Listening to Brett Terpstra interview Marco Arment on Systematic recently, I was reminded again of how useful CodeRunner is. After googling around a bit though, I realized that CodeRunner has not been reviewed or featured much in the Mac press so I thought I would put in my two cents as someone who has found it especially useful as a learning tool.

CodeRunner is a fantastic light-weigt code editor for beginners and veterans alike

CodeRunner's strength lies in its versatility and simplicity. Thirteen languages are supported, which makes it easy to experiment in C, C#, Objective-C, C++, Java, Javascript (Node.js), Python, Ruby, Lua, Perl, PHP, AppleScript and Shell Script. CodeRunner also supports essential code editing features like syntax highlighting, code completion and bracket matching.

The advantage of using CodeRunner over a more full-featured IDE is not its features so much as the speed and ease with which it allows you to test your code. The app is fast and has minimal chrome, preferences or other distractions that might lead to fiddling. CodeRunner is reminiscent in some respects of the "distraction-free" writing environments that are all the rage. Like those apps, CodeRunner reduces friction so you can get the code out of your head and onto your Mac where you can test it and iterate quickly. There is not anything that CodeRunner does that you could not achieve in a full-featured IDE like XCode, but using XCode for testing out discrete chunks of code is like pulling out a blow torch to light a cigarette -- it's more tool than you need to get the job done.

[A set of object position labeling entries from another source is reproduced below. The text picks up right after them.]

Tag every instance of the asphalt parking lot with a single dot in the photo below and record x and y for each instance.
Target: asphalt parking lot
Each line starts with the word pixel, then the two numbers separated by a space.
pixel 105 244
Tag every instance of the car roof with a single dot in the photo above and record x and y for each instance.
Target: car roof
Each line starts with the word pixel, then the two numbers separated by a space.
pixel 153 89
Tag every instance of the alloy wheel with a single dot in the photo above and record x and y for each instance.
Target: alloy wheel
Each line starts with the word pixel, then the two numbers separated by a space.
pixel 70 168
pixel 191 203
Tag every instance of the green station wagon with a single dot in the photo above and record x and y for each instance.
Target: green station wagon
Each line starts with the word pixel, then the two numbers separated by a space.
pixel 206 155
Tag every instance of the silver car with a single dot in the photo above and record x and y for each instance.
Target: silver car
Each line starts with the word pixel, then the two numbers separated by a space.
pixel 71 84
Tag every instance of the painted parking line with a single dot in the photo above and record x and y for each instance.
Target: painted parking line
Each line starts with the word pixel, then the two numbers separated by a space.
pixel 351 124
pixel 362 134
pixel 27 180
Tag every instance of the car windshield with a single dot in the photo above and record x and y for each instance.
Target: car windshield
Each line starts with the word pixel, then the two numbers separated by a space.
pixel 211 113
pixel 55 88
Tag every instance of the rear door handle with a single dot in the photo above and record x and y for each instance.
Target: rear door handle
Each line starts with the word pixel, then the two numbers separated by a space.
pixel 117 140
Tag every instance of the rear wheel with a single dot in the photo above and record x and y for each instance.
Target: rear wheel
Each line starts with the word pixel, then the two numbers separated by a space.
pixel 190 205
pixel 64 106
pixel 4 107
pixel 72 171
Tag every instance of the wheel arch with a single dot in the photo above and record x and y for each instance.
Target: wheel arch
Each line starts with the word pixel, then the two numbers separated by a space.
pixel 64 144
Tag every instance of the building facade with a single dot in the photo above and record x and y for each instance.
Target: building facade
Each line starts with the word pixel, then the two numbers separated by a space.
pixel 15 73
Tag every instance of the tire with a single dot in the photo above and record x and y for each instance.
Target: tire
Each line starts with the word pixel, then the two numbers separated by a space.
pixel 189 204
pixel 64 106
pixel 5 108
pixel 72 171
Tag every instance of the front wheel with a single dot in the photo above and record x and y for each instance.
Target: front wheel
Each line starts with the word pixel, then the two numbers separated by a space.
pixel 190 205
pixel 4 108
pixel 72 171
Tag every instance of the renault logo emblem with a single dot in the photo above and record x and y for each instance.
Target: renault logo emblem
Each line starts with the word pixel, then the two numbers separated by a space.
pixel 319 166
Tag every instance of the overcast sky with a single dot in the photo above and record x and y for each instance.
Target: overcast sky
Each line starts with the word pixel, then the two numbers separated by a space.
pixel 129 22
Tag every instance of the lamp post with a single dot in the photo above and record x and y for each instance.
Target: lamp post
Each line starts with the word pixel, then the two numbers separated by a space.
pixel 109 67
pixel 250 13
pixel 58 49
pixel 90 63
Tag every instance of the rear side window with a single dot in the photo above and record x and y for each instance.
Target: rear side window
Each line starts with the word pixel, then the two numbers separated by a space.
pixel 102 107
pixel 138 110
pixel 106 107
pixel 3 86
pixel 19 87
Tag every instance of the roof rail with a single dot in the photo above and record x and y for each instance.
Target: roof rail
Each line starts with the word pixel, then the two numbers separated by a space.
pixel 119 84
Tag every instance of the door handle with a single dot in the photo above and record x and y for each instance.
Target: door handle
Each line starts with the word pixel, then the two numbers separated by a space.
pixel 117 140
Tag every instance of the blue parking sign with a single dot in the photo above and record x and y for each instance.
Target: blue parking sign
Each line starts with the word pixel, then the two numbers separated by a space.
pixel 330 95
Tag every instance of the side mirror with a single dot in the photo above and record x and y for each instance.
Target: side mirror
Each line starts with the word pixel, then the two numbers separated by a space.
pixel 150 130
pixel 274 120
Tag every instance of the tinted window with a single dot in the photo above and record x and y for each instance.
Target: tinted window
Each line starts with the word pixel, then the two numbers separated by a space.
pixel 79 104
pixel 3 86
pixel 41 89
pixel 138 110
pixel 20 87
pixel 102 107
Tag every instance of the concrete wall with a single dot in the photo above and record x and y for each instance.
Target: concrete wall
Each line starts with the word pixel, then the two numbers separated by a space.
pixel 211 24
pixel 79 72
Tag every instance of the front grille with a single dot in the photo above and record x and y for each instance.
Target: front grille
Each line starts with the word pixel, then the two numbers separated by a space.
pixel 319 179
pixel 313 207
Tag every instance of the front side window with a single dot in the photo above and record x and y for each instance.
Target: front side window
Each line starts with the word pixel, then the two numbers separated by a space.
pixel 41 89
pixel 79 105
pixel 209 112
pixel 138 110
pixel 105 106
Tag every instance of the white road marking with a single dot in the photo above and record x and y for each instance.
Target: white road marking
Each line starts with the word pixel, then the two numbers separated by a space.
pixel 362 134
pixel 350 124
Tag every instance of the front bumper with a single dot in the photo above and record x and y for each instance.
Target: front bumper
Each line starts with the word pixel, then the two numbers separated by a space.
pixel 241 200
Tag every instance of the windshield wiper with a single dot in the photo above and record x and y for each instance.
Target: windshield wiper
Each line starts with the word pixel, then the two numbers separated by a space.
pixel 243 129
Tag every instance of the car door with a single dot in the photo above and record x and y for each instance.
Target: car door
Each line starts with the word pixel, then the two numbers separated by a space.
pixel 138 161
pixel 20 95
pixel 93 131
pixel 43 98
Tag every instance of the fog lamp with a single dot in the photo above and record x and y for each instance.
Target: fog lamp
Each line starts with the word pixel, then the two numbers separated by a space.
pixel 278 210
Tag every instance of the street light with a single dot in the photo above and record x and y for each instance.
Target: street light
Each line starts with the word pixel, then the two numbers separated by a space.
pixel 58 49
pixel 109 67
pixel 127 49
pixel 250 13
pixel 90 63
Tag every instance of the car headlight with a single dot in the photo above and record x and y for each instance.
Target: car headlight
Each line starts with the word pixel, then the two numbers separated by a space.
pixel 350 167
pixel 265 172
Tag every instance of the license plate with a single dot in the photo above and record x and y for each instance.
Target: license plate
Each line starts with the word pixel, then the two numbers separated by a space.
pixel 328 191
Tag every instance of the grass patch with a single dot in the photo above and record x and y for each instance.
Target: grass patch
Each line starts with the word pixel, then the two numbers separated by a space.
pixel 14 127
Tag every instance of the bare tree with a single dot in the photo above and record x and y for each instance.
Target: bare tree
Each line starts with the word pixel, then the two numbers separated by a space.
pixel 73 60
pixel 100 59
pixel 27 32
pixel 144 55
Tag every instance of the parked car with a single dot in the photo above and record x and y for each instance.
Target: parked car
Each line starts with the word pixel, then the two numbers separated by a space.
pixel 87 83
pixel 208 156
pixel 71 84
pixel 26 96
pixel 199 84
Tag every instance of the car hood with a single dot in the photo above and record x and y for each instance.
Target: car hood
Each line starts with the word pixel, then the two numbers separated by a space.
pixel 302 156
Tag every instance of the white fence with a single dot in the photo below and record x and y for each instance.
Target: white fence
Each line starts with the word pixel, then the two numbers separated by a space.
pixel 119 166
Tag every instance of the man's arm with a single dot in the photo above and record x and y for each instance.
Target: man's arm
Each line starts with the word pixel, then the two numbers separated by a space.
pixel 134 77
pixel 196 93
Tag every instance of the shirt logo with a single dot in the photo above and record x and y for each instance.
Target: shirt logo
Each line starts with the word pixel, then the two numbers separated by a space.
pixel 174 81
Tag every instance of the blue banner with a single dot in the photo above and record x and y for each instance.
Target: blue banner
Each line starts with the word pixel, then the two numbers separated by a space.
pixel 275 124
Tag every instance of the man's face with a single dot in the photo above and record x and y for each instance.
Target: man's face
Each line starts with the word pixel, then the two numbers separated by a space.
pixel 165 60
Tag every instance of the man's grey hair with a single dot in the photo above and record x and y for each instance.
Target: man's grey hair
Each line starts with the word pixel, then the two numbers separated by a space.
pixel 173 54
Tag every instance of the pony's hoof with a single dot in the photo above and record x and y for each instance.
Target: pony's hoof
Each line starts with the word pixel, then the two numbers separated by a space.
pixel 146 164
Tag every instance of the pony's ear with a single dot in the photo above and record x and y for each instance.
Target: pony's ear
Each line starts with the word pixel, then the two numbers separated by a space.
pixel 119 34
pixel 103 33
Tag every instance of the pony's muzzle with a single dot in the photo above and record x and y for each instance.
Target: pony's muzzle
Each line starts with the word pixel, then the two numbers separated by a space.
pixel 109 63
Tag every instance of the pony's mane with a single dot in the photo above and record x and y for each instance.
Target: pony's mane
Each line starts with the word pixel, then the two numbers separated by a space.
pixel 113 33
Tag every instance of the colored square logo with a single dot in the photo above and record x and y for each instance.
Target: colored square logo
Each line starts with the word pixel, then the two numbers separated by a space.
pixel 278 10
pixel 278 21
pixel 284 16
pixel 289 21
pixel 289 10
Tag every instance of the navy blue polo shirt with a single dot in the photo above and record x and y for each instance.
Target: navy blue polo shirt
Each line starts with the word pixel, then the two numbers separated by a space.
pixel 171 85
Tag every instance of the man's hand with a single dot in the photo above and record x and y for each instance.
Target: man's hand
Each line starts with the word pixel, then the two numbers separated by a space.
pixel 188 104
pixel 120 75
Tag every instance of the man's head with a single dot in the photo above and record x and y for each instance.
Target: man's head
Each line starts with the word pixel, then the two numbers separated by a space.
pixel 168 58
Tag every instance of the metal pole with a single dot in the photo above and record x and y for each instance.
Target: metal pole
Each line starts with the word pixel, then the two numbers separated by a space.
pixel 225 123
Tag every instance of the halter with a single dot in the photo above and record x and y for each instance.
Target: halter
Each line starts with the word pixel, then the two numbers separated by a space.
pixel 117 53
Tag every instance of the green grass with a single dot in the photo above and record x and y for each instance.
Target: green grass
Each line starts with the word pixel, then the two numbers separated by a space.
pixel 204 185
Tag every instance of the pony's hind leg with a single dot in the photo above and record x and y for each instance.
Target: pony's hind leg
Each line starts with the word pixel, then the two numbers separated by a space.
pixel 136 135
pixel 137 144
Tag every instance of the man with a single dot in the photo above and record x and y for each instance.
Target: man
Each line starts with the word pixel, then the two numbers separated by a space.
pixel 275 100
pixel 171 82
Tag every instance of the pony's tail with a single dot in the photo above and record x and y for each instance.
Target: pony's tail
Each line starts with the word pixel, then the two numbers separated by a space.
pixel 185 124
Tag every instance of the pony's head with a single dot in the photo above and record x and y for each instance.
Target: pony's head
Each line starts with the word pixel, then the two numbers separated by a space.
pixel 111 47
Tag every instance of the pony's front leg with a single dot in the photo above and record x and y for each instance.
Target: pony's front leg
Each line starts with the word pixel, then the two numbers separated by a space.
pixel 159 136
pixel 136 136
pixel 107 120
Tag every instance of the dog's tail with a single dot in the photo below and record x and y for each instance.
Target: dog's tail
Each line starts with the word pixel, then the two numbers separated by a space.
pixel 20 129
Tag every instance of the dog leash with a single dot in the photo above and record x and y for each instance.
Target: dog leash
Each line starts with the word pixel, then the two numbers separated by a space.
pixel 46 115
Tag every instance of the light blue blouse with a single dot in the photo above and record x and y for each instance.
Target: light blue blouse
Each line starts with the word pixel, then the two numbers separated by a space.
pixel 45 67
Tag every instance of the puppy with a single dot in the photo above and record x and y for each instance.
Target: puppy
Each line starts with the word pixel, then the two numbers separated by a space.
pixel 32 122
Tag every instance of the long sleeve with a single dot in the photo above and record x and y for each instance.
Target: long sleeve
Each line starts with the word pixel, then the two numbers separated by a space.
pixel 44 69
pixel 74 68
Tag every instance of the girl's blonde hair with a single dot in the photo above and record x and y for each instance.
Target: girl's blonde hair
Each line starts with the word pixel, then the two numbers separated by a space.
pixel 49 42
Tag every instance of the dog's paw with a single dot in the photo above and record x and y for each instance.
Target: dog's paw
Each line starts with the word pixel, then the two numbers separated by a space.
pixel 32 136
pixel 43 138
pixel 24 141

CodeRunner has become my programming scratchpad. As I was writing my Status Board Electricity Price Tracker post about the code I wrote for sending predicted and actual electricity prices to Panic's Status Board app, I realized that the URL pattern from which I was pulling the pricing data worked for dates all the way back to January 1, 2007 -- over 120,000 hourly predicted and actual data points all waiting for me. Useful? No. Irresistible? Absolutely.

I had already figured out how to pull the data from ComEd's web site, parse it and write it to a CSV file for any given day. To pull the data for each hour of every day since January 1, 2007, all I would have to do is define the start date, end date and then execute a loop over each date during the period. Better yet, I would get some more practice with NSCalendar, NSDate and basic flow control.

I started out in XCode, but it was laborious to open XCode and far more than I needed to run such a simple command line program. In contrast, CodeRunner was snappy and allowed me to iterate my code quickly. I would build up a block of code, set up some NSLog statements, run it and either respond to error messages or move on to the next step. CodeRunner built my code quickly and gave great feedback along the way. Before I knew it, I had downloaded all of ComEd's price data back to January 1, 2007 and built myself a Numbers chart that would make Horace Dediu proud. I highly recommend CodeRunner whether you are a beginner like me or a veteran.

CodeRunner by Nikolai Krill is available in the Mac AppStore for $9.99. The electricity price downloader I put together with CodeRunner is on GitHub.